Die Einsamkeit der Pilze

Teils Kunstinstallation, teils Architektur: "Nebula Shroom Grove" wurde von einem geflügelten Wort Kolumbiens inspiriert, einem Satz, den Rueda in ihrer Kindheit oft vernahm: "Einsam zu sein bedeutet, wie ein Pilz zu sein."

Es ist ein Thema, das in den drei Kolumbianerinnen, die das Understory Collective bilden, auf besondere Weise widerhallt. "Für unser Team war es die Auswanderung, das Outing, die erste Mutterschaft – Einsamkeit hat viele Gesichter", betont Rueda.

Das Team wollte diese oft unausgesprochene Einsamkeit thematisieren und eine Skulptur schaffen, die Menschen zusammenbringt, um über diese Themen zu sprechen. Als einsame Wesen, die unter der Oberfläche tief miteinander verbunden sind, erwiesen sich Pilze als das perfekte Symbol, um das Gespräch zu beginnen. 

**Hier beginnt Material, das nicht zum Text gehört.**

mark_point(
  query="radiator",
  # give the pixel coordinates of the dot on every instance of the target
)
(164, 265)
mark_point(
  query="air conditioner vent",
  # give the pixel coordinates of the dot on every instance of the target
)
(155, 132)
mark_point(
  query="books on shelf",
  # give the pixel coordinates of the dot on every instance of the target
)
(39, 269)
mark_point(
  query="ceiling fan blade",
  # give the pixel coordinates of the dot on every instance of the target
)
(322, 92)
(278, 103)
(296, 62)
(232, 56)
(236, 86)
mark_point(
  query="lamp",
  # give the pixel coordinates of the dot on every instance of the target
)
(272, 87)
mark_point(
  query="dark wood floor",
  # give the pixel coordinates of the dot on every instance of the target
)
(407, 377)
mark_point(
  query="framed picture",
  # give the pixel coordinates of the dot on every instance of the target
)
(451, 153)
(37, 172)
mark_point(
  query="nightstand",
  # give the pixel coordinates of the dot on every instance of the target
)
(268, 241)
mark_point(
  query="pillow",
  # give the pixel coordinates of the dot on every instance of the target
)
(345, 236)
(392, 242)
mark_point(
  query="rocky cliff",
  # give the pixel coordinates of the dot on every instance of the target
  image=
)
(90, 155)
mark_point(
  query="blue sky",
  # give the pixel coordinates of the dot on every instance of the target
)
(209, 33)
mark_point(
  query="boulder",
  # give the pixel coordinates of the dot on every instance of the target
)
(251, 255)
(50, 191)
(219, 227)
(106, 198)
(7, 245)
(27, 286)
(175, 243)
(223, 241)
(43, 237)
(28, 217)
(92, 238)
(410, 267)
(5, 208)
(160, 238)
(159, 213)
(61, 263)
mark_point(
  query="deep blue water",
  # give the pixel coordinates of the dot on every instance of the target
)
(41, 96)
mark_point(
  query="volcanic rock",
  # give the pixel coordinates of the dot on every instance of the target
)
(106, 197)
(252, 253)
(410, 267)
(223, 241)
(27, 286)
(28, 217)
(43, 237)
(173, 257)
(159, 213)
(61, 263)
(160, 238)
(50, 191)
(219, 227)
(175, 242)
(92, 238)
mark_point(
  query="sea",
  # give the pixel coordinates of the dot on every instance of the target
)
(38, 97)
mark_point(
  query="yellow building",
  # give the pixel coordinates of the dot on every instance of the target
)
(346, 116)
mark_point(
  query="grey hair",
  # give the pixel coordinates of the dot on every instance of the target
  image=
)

"Wir haben mit einem Pilz angefangen und diesem dann die Gesellschaft von anderen Pilzen zur Seite gestellt, indem wir unsere Pilze gruppiert haben", so Rueda. "So erschufen wir einen Wald voller Pilze unterschiedlicher Größen und Maßstäbe, welche die Nacht erleuchten."
 
Mit freundlicher Genehmigung von Kristina Chan
Nachdem ihr ursprünglicher Vorschlag drei Jahren zuvor vom Burning Man abgelehnt worden war – "Wir hatten einen riesigen Tempel vorgeschlagen, der sowohl Budgets als auch Maßstäbe sprengte" –, verwendete Rueda das Design für ihr Projekt im Rahmen der Unreal Engine Worldbuilding Fellowship im Jahr 2023 erneut und erfand die pilzartige Skulptur in einer surrealen, Dalí-esken Sumpfszene neu. 

Die Leute liebten es. Angespornt durch den Wunsch, ein virtuelles oder immersives Erlebnis zu schaffen, inspirierte eine Reise zum Burning Man Rueda, das Konzept noch weiter zu verbessern: Die Idee sollte in die physische Welt übertragen werden.

Dank eines überarbeiteten Designs und kleineren Maßstabs war ein zweiter Antrag auf ein Kunststipendium aus dem Black Rock City Honoraria Program des Burning Man erfolgreich. 

Nach der anfänglichen Euphorie über die E-Mail mit der Zusage folgte große Sorge. Das Team bestand aus Designerinnen, die bestens damit vertraut waren, Inhalte in der virtuellen Welt zu erstellen. Jetzt mussten sie zum ersten Mal einen Weg finden, diese Entwürfe in der realen Welt umzusetzen. 

Unreal Engine und Twinmotion für schnelle Visualisierung

Das Team begann mit Rhino und erstellte ein einfaches Modell des Pilzes, das auf Ruedas ursprünglichem Konzept basierte.

Sie verfrachteten dieses Design in Twinmotion und die Unreal Engine, um es zu visualisieren und den Maßstab des Modells in der frühen Konzeptphase zu verstehen. "Wir mussten sehen, ob es den von mir erstellten Renderings ähnelte", sagt Rueda. "Und das war natürlich nicht der Fall."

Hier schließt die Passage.